Colab

Sentiment Analysis#

Sentiment analysis (or opinion mining) is a method used to determine whether text is positive, negative or neutral. Sentiment analysis is e.g. used by businesses to monitor brand and product sentiment in customer feedback, or in research to e.g. examine political biases.

Sentiment analysis can be split into rule-based and neural approaches. Rule-based approaches typically used a dictionary of rated positive and negative words and employs a series of rules such as negations to estimate whether a text is postive and negative.

Typically rules-based approaches are notably faster, but performs worse compared to their neural counterpart especially on more complex sentiment such as sarcasm where it is hard to defined clear rules. It is thus important to take this into consideration when choosing between the models.

Overview of Sentiment Models#

DaCy include a variety of models for sentiment analysis. Depending on the use-case different models might be more suitable.

Model

Reference

Domain

Output Type

Model Type

dacy/subjectivity

DaNLP

Europarl and Twitter

["objective", "subjective"]

Neural (Danish BERT)

dacy/polarity

DaNLP

Europarl and Twitter

["positive", "neutral", "negative"]

Neural (Danish BERT)

dacy/emotion

DaNLP

Social Media

["Emotional", "No emotion"] and ["Glæde/Sindsro", "Tillid/Accept", ... ]

Neural (Danish BERT)

asent_da_v1

Asent

Microblogs and Social media

Polarity score (continuous)

Rule-based

Subjectivity#

The subjectivity model is a part of BertTone a model trained by DaNLP. The models detect whether a text is subjective or objective in its phrasing.

To add the subjectivity model to your pipeline simply run:

import dacy
import spacy

nlp = spacy.blank("da")  # an empty spacy pipeline
# could also be a dacy pipeline, e.g. nlp = dacy.load("large")
nlp.add_pipe("dacy/subjectivity")
Hide code cell output
/home/runner/.local/lib/python3.10/site-packages/transformers/utils/generic.py:441: FutureWarning: `torch.utils._pytree._register_pytree_node` is deprecated. Please use `torch.utils._pytree.register_pytree_node` instead.
  _torch_pytree._register_pytree_node(
/home/runner/.local/lib/python3.10/site-packages/transformers/utils/generic.py:309: FutureWarning: `torch.utils._pytree._register_pytree_node` is deprecated. Please use `torch.utils._pytree.register_pytree_node` instead.
  _torch_pytree._register_pytree_node(
/home/runner/.local/lib/python3.10/site-packages/huggingface_hub/file_download.py:795: FutureWarning: `resume_download` is deprecated and will be removed in version 1.0.0. Downloads always resume when possible.

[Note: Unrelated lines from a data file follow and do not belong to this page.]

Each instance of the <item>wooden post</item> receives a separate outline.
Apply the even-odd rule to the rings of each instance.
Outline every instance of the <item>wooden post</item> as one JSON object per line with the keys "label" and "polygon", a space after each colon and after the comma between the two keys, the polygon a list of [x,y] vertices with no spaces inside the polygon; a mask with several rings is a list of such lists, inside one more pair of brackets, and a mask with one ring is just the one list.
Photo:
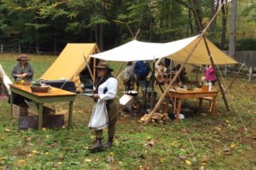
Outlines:
{"label": "wooden post", "polygon": [[[211,51],[210,51],[210,48],[208,47],[208,44],[207,44],[207,39],[206,39],[205,36],[203,36],[203,40],[204,40],[204,42],[205,42],[205,45],[206,45],[206,48],[207,48],[207,54],[209,55],[210,61],[212,63],[212,65],[214,71],[216,71],[216,65],[215,65],[214,61],[212,60],[212,54],[211,54]],[[216,79],[217,79],[217,82],[218,82],[221,94],[222,94],[222,98],[223,98],[224,102],[225,104],[226,110],[229,111],[230,110],[229,104],[228,104],[228,101],[227,101],[227,99],[226,99],[226,96],[225,96],[225,93],[224,93],[224,91],[223,89],[223,87],[221,85],[221,82],[220,82],[220,80],[219,80],[219,77],[218,77],[218,74],[215,74],[215,76],[216,76]]]}
{"label": "wooden post", "polygon": [[[224,5],[224,3],[223,3],[222,4],[220,4],[220,6],[218,7],[218,11],[216,12],[215,15],[218,14],[218,12],[219,11],[219,9],[222,8],[223,5]],[[198,25],[199,25],[201,30],[202,30],[202,26],[201,26],[201,23],[199,21],[198,15],[197,15],[197,13],[196,13],[196,10],[195,10],[195,4],[194,4],[194,2],[193,2],[193,1],[192,1],[192,6],[193,6],[193,8],[194,8],[195,16],[196,16],[196,18],[197,18]],[[215,15],[214,15],[214,16],[215,16]],[[214,19],[214,16],[212,17],[212,19]],[[210,24],[209,24],[207,26],[210,26]],[[210,61],[211,61],[211,63],[212,63],[212,65],[214,71],[216,71],[216,66],[215,66],[214,61],[213,61],[213,60],[212,60],[212,54],[211,54],[211,51],[210,51],[208,43],[207,43],[207,42],[206,37],[205,37],[204,34],[202,35],[202,37],[203,37],[203,40],[204,40],[204,42],[205,42],[205,45],[206,45],[206,48],[207,48],[207,54],[208,54]],[[221,85],[221,82],[220,82],[218,75],[218,74],[215,74],[215,76],[216,76],[216,79],[217,79],[217,82],[218,82],[218,87],[219,87],[221,94],[222,94],[222,98],[223,98],[224,102],[224,104],[225,104],[226,109],[227,109],[227,110],[229,111],[229,110],[230,110],[230,107],[229,107],[229,104],[228,104],[228,101],[227,101],[227,99],[226,99],[226,96],[225,96],[225,93],[224,93],[224,89],[223,89],[223,87],[222,87],[222,85]]]}
{"label": "wooden post", "polygon": [[227,93],[227,92],[230,89],[232,84],[234,83],[235,80],[237,78],[237,76],[238,76],[239,73],[241,72],[241,69],[242,69],[242,67],[243,67],[244,65],[245,65],[245,64],[242,64],[242,65],[241,65],[241,66],[240,67],[240,69],[239,69],[238,71],[236,72],[236,76],[235,76],[234,78],[231,80],[230,85],[227,87],[227,89],[226,89],[225,93]]}
{"label": "wooden post", "polygon": [[95,85],[95,80],[96,80],[96,58],[93,58],[93,80],[94,82],[92,82],[93,85]]}

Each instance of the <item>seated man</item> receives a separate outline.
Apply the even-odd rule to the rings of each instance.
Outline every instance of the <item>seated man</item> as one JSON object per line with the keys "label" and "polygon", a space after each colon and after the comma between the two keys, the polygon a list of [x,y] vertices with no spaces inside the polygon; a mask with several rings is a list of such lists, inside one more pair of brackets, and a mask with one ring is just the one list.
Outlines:
{"label": "seated man", "polygon": [[147,76],[150,72],[150,66],[147,61],[137,61],[133,67],[134,72],[136,74],[137,81],[137,90],[139,89],[139,81],[146,81]]}

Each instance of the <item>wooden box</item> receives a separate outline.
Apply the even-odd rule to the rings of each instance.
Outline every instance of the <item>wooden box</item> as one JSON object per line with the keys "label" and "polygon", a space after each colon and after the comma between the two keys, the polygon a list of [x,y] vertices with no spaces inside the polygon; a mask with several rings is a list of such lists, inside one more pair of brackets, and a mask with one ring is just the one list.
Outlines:
{"label": "wooden box", "polygon": [[27,107],[24,105],[13,105],[12,116],[19,118],[20,116],[27,116]]}
{"label": "wooden box", "polygon": [[[19,118],[20,129],[38,129],[38,116],[20,116]],[[43,128],[61,128],[64,126],[64,115],[44,115]]]}
{"label": "wooden box", "polygon": [[209,86],[208,85],[204,85],[201,88],[203,92],[208,92],[209,91]]}

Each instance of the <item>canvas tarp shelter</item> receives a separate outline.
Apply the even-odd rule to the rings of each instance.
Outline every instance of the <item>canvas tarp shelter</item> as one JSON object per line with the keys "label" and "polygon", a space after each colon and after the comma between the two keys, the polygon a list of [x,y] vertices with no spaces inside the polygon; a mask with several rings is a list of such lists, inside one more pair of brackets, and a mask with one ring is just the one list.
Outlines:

If you want to force a new download, use `force_download=True`.
  warnings.warn(
/home/runner/.local/lib/python3.10/site-packages/transformers/utils/generic.py:309: FutureWarning: `torch.utils._pytree._register_pytree_node` is deprecated. Please use `torch.utils._pytree.register_pytree_node` instead.
  _torch_pytree._register_pytree_node(
/home/runner/.local/lib/python3.10/site-packages/huggingface_hub/file_download.py:795: FutureWarning: `resume_download` is deprecated and will be removed in version 1.0.0. Downloads always resume when possible. If you want to force a new download, use `force_download=True`.
  warnings.warn(
<spacy_wrap.pipeline_component_seq_clf.SequenceClassificationTransformer at 0x7f1e92b3e440>

This will add the dacy.subjectivity component to your pipeline, which adds two extensions to the Doc object,subjectivity_prob and subjectivity. These show the probabilities of a document being subjective and whether not a document is subjective or objective. Let’s look at an example using the model:

texts = [
    "Analysen viser, at økonomien bliver forfærdelig dårlig",
    "Jeg tror alligevel, det bliver godt",
]

docs = nlp.pipe(texts)

for doc in docs:
    print(doc._.subjectivity)
    print(doc._.subjectivity_prob)
/home/runner/.local/lib/python3.10/site-packages/thinc/shims/pytorch.py:114: FutureWarning: `torch.cuda.amp.autocast(args...)` is deprecated. Please use `torch.amp.autocast('cuda', args...)` instead.
  with torch.cuda.amp.autocast(self._mixed_precision):
objective
{'prob': array([1., 0.], dtype=float32), 'labels': ['objective', 'subjective']}
subjective
{'prob': array([0., 1.], dtype=float32), 'labels': ['objective', 'subjective']}

Polarity#

Similar to the subjectivity model, the polarity model is a of the BertTone model. This model classifies the polarity of a text, i.e. whether it is positve, negative or neutral.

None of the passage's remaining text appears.